The Challenge Remaining
Despite all our work and our strengthening impact, men’s health in England and Wales still remains a major challenge:
- On average, more than one in five men is still dying between the ages 16 and 65, and more than two in five before the age of 75 – with death rates amongst men in the poorest areas of the country being even worse.
- Men are still more likely to die of circulatory disease and cancer.
- Middle-aged men are twice as likely to have diabetes as women – and twice as likely not to know they have diabetes.
- Three in four suicides are by men – suicide is the biggest cause of death for men under 35 and there has been a sharp increase in the rate among men aged 35-64.
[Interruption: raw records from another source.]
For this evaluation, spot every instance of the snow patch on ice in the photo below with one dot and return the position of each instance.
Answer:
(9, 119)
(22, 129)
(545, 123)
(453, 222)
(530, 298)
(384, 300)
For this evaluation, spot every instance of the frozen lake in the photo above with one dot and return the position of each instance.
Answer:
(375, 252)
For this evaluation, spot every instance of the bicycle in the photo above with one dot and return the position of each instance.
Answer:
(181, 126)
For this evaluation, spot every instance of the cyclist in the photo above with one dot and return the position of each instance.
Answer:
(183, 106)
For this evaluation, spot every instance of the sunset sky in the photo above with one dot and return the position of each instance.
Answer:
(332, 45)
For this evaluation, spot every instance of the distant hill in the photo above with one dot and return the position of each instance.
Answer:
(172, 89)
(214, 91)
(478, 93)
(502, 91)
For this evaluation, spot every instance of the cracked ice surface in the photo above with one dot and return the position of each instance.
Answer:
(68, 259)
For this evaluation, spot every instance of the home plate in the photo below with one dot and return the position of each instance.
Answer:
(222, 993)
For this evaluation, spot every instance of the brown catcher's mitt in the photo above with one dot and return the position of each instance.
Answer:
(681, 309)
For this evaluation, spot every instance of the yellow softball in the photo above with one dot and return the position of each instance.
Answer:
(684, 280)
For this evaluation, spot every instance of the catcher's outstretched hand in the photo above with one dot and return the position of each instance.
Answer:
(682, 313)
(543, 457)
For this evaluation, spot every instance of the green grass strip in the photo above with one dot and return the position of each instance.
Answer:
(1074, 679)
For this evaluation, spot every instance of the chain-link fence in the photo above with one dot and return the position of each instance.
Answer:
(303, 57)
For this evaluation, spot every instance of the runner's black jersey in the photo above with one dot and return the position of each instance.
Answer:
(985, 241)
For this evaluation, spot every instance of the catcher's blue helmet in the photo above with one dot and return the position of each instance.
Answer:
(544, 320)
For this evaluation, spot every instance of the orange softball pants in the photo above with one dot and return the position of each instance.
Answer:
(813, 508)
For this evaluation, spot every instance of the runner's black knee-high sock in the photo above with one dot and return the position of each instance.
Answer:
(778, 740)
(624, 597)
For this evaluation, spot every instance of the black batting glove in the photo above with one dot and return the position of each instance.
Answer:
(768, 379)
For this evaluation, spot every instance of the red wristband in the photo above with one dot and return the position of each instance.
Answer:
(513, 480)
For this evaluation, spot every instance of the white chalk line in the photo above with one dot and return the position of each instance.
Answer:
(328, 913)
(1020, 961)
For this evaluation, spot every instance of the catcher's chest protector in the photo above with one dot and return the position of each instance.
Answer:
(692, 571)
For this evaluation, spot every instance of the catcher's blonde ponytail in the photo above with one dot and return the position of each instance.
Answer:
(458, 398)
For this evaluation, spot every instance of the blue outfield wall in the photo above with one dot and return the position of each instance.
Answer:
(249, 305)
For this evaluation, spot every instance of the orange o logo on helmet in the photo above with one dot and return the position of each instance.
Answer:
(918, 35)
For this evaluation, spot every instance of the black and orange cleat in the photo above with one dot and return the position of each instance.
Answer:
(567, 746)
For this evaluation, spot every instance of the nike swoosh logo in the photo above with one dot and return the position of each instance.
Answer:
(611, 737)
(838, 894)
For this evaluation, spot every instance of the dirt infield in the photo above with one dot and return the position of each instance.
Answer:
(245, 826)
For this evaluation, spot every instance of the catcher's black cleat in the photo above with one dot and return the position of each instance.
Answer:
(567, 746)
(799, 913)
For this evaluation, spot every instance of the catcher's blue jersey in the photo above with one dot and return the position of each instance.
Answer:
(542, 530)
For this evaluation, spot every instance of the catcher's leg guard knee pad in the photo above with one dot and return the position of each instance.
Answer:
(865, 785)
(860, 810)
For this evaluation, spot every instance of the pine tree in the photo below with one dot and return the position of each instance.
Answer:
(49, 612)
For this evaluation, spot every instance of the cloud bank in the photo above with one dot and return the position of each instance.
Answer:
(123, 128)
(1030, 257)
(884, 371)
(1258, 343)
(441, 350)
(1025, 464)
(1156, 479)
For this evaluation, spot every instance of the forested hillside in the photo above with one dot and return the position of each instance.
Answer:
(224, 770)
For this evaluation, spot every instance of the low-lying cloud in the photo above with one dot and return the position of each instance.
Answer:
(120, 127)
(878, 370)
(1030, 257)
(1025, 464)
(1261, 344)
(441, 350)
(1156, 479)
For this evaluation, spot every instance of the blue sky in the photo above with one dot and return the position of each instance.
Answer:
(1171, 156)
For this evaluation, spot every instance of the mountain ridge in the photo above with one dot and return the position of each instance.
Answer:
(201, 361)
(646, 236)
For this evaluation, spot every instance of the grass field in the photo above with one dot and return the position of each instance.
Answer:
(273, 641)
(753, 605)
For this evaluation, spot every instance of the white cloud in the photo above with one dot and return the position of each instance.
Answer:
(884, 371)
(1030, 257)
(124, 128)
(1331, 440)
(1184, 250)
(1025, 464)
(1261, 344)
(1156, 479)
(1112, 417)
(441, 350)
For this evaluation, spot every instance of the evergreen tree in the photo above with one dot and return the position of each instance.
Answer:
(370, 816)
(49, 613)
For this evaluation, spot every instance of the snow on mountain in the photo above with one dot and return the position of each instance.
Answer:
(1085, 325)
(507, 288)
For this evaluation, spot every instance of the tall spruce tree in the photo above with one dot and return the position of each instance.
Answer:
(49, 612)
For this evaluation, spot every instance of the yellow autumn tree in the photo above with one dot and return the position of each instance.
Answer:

- When it comes to lifestyle, men are more likely than women to:
- smoke, smoke more cigarettes per day and smoke hand-rolled tobacco
- eat too much salt
- eat too much red and processed meat
- eat too little fruit and too few vegetables
- drink alcohol and drink at hazardous levels.
- Health services are still not effectively engaging with men. Men remain less likely to:
- attend a general practitioner
- attend a NHS Health Check
- opt for bowel cancer screening
- visit a pharmacy
- take a Chlamydia test
- have a dental check-up.
So there is plenty to do. The MHF ends 2014/15 well-placed to continue doing what is needed to meet men’s needs and drive policy and practice – to make a real difference in 2015/16 and beyond.